In tema di licenziamento e di articolo 18 della Legge 20/05/1970, n. 300, come modificato dall’art. 1, c. 42, lett. b), della legge 28/06/2012, n. 92 appare doveroso un esame della sentenza n. 125 del 19 maggio 2022, con la quale la Corte Costituzionale ha dichiarato incostituzionale l’art. 18, settimo comma, secondo periodo, nella parte in cui prevedeva la reintegrazione – nel caso di illegittimo licenziamento per giustificato motivo oggettivo – solo in ipotesi di “manifesta insussistenza” del motivo addotto.
In tale ipotesi la norma infatti riconosceva “solo” la tutela economica (da 12 a 24 mensilità) nei casi “meno eclatanti” di licenziamento sorretto da illegittimo motivo oggettivo “non manifesto”.
La sentenza citata sovverte i principi sino ad oggi vigenti e fornisce una lettura diametralmente opposta rispetto a quella sin ora dominante.
Tale pronuncia avrà, dunque, sicuri riflessi sulle future decisione dei giudici di merito, i quali dovranno adeguarsi a considerare residuale l’ambito della tutela indennitaria.
La questione di legittimità è stata sollevata dal Giudice del Lavoro di Ravenna con ordinanza del 6 maggio 2021.

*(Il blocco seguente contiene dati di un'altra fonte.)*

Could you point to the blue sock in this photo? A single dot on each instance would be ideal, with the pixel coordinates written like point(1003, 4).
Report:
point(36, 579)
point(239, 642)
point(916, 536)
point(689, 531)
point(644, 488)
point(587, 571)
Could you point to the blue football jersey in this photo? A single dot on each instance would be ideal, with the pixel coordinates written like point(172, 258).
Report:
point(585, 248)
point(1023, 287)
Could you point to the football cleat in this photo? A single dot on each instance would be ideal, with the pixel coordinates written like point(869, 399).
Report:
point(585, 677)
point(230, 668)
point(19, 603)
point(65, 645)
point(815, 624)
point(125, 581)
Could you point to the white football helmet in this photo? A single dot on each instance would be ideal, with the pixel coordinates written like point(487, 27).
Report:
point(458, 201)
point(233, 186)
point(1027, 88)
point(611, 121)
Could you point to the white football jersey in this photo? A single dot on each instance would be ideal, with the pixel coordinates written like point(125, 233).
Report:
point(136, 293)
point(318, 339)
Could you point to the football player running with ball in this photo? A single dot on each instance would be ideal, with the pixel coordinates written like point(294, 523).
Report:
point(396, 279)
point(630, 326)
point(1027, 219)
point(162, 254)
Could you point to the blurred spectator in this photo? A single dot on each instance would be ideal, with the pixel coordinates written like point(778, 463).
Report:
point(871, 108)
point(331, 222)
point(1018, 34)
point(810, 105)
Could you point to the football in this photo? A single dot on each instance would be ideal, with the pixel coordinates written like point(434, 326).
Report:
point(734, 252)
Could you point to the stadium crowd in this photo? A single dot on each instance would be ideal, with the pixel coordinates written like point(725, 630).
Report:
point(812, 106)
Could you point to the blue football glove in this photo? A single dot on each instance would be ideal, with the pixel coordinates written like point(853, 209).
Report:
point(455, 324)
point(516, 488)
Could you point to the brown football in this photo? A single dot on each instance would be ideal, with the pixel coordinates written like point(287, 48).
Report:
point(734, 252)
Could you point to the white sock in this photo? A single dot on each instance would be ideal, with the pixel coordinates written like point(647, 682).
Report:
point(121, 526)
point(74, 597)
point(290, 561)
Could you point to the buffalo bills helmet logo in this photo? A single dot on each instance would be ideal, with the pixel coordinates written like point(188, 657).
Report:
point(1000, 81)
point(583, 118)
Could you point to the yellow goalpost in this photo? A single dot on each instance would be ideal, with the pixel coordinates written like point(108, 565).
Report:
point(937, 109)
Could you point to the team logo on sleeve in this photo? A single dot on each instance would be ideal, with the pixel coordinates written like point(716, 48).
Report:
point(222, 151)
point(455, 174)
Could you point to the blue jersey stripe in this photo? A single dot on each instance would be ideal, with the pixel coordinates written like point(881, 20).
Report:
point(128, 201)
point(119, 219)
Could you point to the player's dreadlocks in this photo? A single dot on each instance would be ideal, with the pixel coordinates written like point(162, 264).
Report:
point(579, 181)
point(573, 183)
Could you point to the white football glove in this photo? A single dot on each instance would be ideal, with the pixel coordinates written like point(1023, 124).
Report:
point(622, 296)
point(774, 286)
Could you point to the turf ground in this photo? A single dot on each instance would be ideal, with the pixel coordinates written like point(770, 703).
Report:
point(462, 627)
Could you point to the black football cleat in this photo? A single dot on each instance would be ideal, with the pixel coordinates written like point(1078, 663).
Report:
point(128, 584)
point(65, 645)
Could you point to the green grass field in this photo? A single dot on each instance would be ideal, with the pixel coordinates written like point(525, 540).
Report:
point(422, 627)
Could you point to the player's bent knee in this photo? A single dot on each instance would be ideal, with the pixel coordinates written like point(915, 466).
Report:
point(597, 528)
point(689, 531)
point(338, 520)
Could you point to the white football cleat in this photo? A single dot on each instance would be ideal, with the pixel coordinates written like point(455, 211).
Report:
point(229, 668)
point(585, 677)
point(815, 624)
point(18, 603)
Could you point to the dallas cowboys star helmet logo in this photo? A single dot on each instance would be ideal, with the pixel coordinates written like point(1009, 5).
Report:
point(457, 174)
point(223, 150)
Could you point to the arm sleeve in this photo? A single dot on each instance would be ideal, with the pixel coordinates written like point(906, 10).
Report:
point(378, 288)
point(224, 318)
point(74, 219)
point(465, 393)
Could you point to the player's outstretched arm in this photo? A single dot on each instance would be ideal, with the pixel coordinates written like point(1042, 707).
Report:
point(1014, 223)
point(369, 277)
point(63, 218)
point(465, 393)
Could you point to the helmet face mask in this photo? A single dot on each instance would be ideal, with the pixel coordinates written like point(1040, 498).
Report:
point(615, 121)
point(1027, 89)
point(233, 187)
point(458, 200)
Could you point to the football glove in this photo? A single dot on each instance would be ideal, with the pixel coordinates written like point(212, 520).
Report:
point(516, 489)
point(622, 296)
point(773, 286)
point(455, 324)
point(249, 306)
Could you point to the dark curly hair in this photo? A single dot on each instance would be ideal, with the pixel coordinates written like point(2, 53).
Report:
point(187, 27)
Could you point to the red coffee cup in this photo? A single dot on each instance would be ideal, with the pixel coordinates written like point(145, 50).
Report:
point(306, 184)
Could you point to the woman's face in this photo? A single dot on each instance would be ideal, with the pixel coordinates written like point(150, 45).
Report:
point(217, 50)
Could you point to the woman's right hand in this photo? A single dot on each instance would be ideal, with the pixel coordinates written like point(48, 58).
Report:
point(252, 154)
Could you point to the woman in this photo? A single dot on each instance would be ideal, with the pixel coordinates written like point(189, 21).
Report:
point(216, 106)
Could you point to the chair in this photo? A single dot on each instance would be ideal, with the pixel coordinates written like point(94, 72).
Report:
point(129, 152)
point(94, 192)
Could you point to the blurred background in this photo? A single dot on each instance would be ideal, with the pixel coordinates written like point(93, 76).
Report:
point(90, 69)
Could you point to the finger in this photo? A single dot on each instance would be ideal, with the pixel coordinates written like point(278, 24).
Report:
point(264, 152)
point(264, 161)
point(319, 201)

La Corte Costituzionale ha fatto propri i profili di illegittimità sollevati dal giudice rimettente e ha ritenuto violato il principio di uguaglianza sancito dall’art. 3 Cost. statuendo che la gradualità della tutela nella fattispecie di licenziamento individuale per giustificato motivo oggettivo (reintegrazione solo in caso di manifesta insussistenza; indennizzo negli altri casi) è ingiustificata, tenuto conto che:
La Corte Costituzionale ha ritenuto che la differenziazione sul grado di illegittimità del licenziamento, nella sola ipotesi di giustificato motivo oggettivo individuale, costituisce una discriminazione dei lavoratori licenziati per giustificato motivo oggettivo, rispetto ai lavoratori licenziati per ragioni disciplinari o nell’ambito di un licenziamento collettivo.
A questi, infatti, viene sempre riconosciuta la reintegrazione nelle ipotesi in cui il motivo di licenziamento non è sussistente (vizio sostanziale), e non viene mai operato, in questi casi, una differenza in base alla natura manifesta o meno del suddetto vizio.
La Corte Costituzionale ha censurato l’irragionevolezza dell’art. 18, in ordine a tale distinguo evidenziando che la necessità di eseguire una distinzione tra motivo oggettivo, manifesto e non, comporta inevitabili incertezze applicative, aumentando in maniera sproporzionata il margine di discrezionalità del Giudicante.
Con tale pronuncia, dunque, la Corte apporta una rilevante innovazione! Se infatti prima, con il rito Fornero, in ipotesi di licenziamento individuale per giustificato motivo oggettivo, la reintegrazione costituiva una mera ipotesi di fatto residuale prevista a discrezione del Giudice ora la reintegrazione diviene la tutela normale in caso di licenziamento individuale per ragioni oggettive, mentre diviene residuale la tutela indennitaria.
Secondo la Corte tale tutela troverà applicazione nei casi in cui “il licenziamento è illegittimo per aspetti che, pur condizionando la legittimità del licenziamento, esulano dal fatto giuridicamente rilevante, inteso in senso stretto. In tale ambito si colloca il mancato rispetto della buona fede e della correttezza che presiedono alla scelta dei lavoratori da licenziare, quando questi appartengono a personale omogeneo e fungibile”.
Quindi, se un lavoratore viene licenziato per soppressione della sua posizione lavorativa, avrà diritto alla reintegrazione se viene dimostrato che la posizione non è stata soppressa.
Ha diritto invece al solo indennizzo se in presenza di un certo numero di lavoratori che espletava mansioni identiche o simili, e di accertato esubero di una sola posizione tra quelle equivalenti, il lavoratore licenziato è stato scelto in malafede, dovendo invece essere sacrificato un collega ad esito di un raffronto basato su anzianità e carichi di famiglia.